Spoilers ahead in this paragraph, because I want to go back to that really unsatisfying ending. This sweet, sad little fable is tripping along quite happily when Tawada suddenly seems to get bored and throws in a curveball. Mumei undergoes some kind of fit at nursery school and wakes up again at the age of fifteen – not having been in a coma, or anything like that, but as if his consciousness just got bored of the intervening years. We see that he’s lived them, but can’t really remember them. Narratively, as well as chronologically, we have to jump over a great chasm and we find ourselves in a single scene that doesn’t really seem to have much bearing on what comes before; nor does it act as a tying up. Indeed, the end is entirely abrupt and doesn’t really answer any of the implicit questions posed in the first part. It’s hugely frustrating.
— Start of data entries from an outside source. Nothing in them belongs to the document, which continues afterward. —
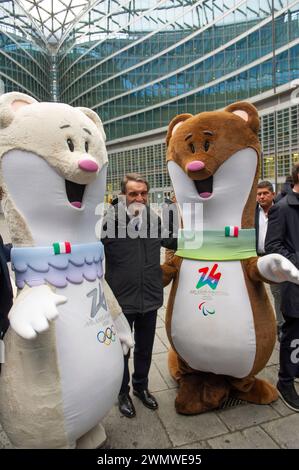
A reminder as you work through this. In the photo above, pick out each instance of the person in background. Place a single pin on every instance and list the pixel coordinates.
(287, 188)
(265, 200)
(283, 238)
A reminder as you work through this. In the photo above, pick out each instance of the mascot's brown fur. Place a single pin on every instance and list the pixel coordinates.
(212, 138)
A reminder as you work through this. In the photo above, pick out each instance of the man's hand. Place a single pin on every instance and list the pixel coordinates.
(33, 309)
(124, 333)
(277, 268)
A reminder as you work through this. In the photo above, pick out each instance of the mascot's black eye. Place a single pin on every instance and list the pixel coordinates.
(206, 145)
(71, 145)
(192, 148)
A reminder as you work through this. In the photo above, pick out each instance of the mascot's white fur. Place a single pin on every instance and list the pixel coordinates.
(60, 377)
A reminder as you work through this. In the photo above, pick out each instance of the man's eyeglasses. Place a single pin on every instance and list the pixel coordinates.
(137, 193)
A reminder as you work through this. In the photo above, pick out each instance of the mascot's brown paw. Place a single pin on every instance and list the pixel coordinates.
(261, 393)
(200, 393)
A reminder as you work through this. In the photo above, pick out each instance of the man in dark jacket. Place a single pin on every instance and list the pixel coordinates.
(132, 237)
(283, 238)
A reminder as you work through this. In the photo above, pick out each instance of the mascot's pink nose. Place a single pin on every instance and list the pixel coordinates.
(88, 165)
(195, 166)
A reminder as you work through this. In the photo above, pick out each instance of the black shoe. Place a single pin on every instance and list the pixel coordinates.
(288, 395)
(125, 405)
(147, 399)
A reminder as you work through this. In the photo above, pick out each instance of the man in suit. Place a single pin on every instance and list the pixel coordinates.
(6, 294)
(265, 200)
(283, 238)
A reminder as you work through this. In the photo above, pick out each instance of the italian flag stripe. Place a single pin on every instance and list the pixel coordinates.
(61, 248)
(231, 231)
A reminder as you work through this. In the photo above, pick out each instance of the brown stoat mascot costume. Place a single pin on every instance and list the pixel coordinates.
(219, 320)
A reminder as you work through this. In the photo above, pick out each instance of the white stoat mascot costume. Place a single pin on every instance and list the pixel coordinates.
(60, 377)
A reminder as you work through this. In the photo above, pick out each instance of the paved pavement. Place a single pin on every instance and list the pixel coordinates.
(244, 426)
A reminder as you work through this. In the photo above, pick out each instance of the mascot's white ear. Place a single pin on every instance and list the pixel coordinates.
(95, 119)
(10, 103)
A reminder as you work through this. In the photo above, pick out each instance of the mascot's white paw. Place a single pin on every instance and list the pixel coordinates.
(33, 309)
(124, 333)
(277, 268)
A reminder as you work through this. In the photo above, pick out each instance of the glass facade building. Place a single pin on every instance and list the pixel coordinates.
(138, 63)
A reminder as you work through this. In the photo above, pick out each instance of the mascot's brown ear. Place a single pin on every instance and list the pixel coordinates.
(95, 119)
(175, 123)
(10, 103)
(247, 112)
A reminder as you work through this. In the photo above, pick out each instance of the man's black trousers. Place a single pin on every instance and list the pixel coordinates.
(144, 335)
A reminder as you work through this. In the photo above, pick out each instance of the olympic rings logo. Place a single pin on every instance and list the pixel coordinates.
(108, 336)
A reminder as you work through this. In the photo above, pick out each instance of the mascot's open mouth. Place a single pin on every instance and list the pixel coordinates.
(204, 187)
(75, 193)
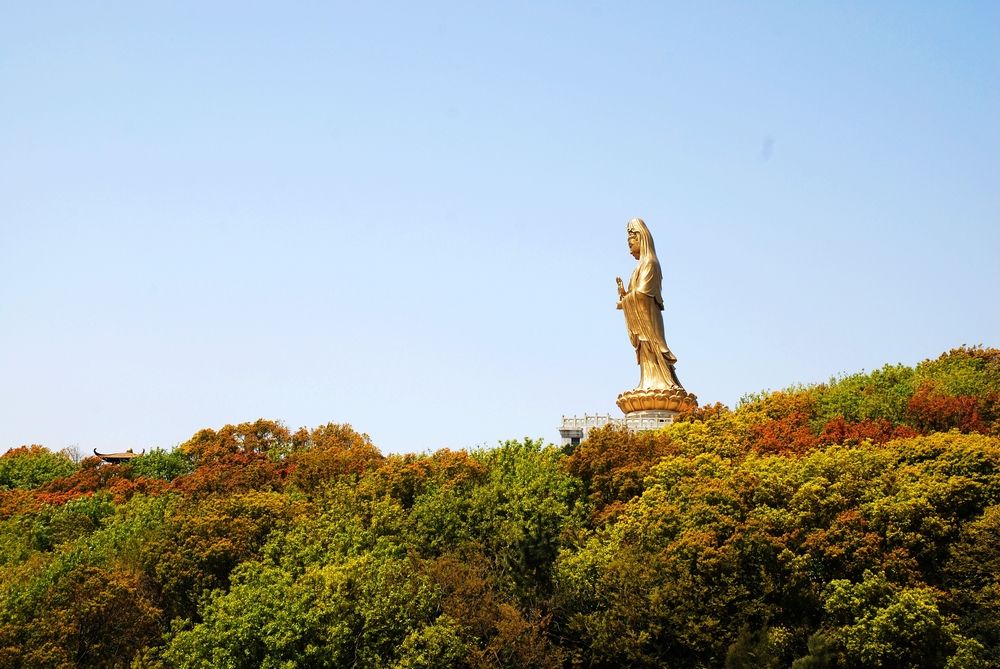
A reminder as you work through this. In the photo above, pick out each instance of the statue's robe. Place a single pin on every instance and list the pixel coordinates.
(643, 304)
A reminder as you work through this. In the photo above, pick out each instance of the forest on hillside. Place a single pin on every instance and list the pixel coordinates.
(854, 523)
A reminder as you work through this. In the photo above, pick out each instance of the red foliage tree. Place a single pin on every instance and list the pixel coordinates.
(932, 411)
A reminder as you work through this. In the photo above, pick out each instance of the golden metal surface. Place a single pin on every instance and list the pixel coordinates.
(642, 304)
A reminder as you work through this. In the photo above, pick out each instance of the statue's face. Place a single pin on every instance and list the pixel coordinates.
(633, 243)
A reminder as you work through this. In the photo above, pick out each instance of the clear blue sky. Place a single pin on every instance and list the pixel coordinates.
(409, 216)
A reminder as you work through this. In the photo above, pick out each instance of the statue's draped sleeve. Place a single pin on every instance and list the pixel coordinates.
(642, 305)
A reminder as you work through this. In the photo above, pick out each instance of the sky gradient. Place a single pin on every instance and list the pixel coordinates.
(410, 219)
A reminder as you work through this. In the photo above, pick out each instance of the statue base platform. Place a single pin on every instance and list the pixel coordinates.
(673, 401)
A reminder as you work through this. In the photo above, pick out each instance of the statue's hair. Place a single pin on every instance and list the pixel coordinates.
(646, 249)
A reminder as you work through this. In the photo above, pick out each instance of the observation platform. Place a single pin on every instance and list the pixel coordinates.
(574, 429)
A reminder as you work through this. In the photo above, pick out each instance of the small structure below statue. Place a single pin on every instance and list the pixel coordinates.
(117, 458)
(659, 397)
(574, 429)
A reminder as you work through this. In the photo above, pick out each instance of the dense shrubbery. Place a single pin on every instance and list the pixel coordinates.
(848, 524)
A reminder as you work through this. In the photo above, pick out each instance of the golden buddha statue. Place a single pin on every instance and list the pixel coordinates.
(658, 389)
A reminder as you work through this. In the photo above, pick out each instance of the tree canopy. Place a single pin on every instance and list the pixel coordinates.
(854, 523)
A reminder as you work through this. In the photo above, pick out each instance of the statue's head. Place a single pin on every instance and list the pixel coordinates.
(640, 242)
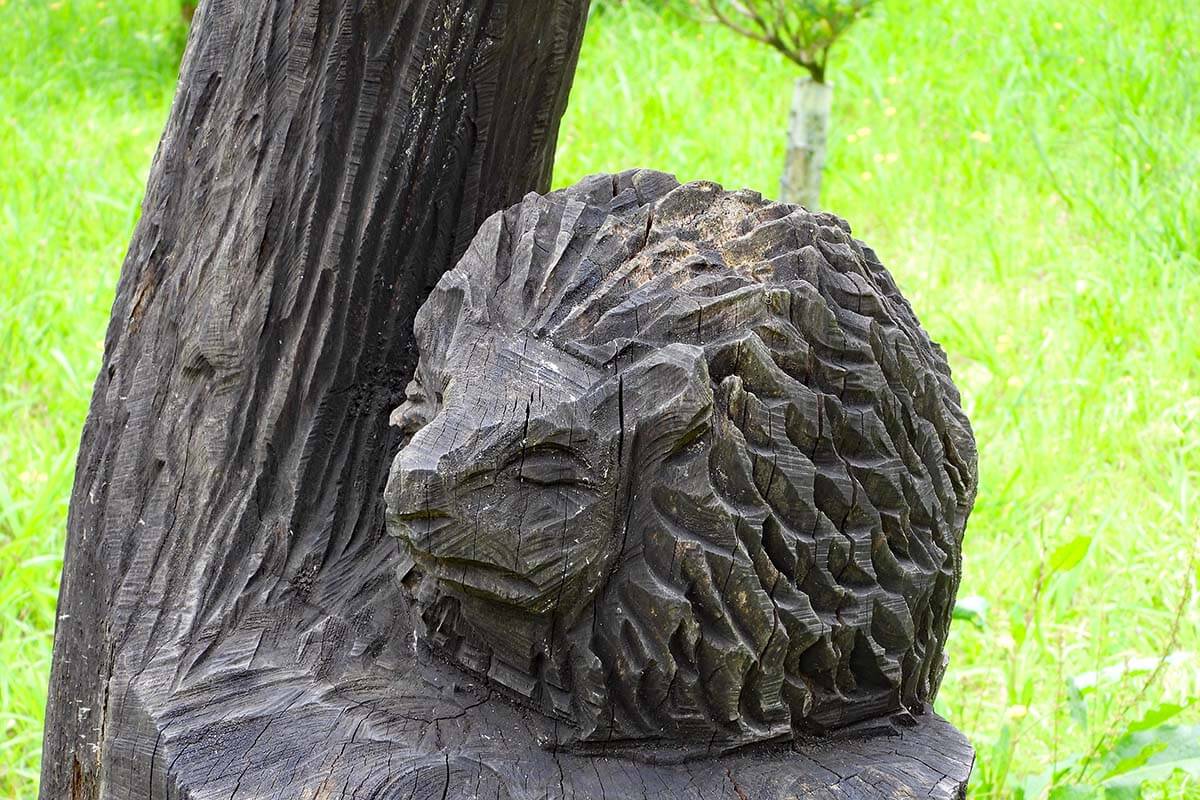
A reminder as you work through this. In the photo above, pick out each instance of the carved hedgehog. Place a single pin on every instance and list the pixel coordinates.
(684, 469)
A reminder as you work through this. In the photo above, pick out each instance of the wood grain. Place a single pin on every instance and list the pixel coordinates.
(324, 162)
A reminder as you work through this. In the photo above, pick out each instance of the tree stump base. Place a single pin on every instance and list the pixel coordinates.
(414, 727)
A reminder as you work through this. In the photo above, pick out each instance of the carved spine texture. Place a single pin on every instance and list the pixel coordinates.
(685, 468)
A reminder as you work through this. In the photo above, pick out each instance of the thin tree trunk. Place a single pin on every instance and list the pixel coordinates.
(324, 162)
(808, 130)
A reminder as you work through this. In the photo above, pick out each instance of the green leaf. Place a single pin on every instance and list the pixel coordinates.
(1078, 704)
(1074, 792)
(1151, 755)
(973, 609)
(1067, 557)
(1157, 716)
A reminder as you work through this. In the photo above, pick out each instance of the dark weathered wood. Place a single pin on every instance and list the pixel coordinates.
(324, 162)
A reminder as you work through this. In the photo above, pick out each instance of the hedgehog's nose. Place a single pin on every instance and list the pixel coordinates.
(419, 485)
(420, 475)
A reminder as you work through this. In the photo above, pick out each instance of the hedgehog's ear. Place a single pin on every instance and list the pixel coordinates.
(658, 405)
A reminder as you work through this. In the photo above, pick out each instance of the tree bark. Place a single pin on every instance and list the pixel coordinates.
(324, 162)
(807, 133)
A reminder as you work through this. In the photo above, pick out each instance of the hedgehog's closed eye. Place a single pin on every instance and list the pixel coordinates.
(549, 464)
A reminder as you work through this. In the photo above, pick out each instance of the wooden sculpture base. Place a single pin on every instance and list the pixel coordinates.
(419, 728)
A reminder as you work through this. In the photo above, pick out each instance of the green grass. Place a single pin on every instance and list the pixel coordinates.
(1031, 174)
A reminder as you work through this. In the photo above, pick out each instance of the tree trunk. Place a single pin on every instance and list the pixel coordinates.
(324, 162)
(808, 128)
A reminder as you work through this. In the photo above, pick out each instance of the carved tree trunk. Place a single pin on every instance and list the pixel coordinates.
(324, 162)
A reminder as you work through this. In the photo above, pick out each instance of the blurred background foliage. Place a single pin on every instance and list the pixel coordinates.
(1027, 170)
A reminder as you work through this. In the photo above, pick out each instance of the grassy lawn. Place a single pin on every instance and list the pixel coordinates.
(1030, 172)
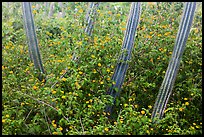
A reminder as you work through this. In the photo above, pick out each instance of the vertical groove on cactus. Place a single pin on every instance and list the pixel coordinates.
(91, 12)
(173, 67)
(31, 36)
(51, 11)
(128, 42)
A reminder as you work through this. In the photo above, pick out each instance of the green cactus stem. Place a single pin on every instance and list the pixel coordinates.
(31, 38)
(128, 42)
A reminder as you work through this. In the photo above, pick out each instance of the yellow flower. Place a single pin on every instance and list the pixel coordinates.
(60, 128)
(64, 79)
(99, 64)
(109, 12)
(192, 127)
(80, 72)
(92, 56)
(118, 15)
(151, 60)
(180, 109)
(11, 72)
(123, 29)
(160, 49)
(186, 103)
(106, 129)
(125, 105)
(185, 99)
(80, 11)
(54, 125)
(142, 112)
(150, 106)
(54, 133)
(54, 92)
(34, 11)
(34, 87)
(94, 71)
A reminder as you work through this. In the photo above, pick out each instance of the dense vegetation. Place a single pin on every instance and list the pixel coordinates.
(73, 98)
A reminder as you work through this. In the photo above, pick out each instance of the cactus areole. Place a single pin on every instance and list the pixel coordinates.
(128, 42)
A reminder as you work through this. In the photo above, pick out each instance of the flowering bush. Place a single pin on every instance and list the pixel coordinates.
(73, 98)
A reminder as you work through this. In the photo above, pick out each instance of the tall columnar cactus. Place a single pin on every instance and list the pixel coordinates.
(31, 37)
(51, 11)
(173, 67)
(128, 42)
(91, 12)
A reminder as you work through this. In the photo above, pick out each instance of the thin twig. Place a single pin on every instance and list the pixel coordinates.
(28, 115)
(39, 101)
(47, 122)
(66, 69)
(81, 125)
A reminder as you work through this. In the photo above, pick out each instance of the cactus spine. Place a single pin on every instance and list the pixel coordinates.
(31, 37)
(173, 67)
(128, 43)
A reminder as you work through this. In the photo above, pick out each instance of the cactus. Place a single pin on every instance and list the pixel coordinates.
(91, 12)
(173, 67)
(31, 37)
(127, 46)
(51, 11)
Perhaps I’m doomed to disappointment if I expect Japanese fiction to follow Western narrative norms, but I’m familiar with writers like Murakami and he’s perfectly capable of spinning a logically constructed story. For the most part, Tawada’s story is structured so conventionally that this final shift feels jarring and actually spoiled my enjoyment of all that came before, because it left me feeling as if I’d only read fragments. (Had the end made slightly more sense, the story would have been edging towards four stars.) But I’m very open to hearing from others who might be more familiar with the conventions of Japanese fiction and who might be able to explain to me what Tawada is trying to do.

It’s a shame about that ending, because I really enjoyed the rest. It offers a thoughtful perspective on natural disaster and shows us that a post-apocalyptic scenario doesn’t have to involve zombies or survivalists or living in caves, but could be a perfectly logical consequence of the way that we live now – madly using up the world’s resources without a thought for how future generations might live on an Earth stripped back to the bone.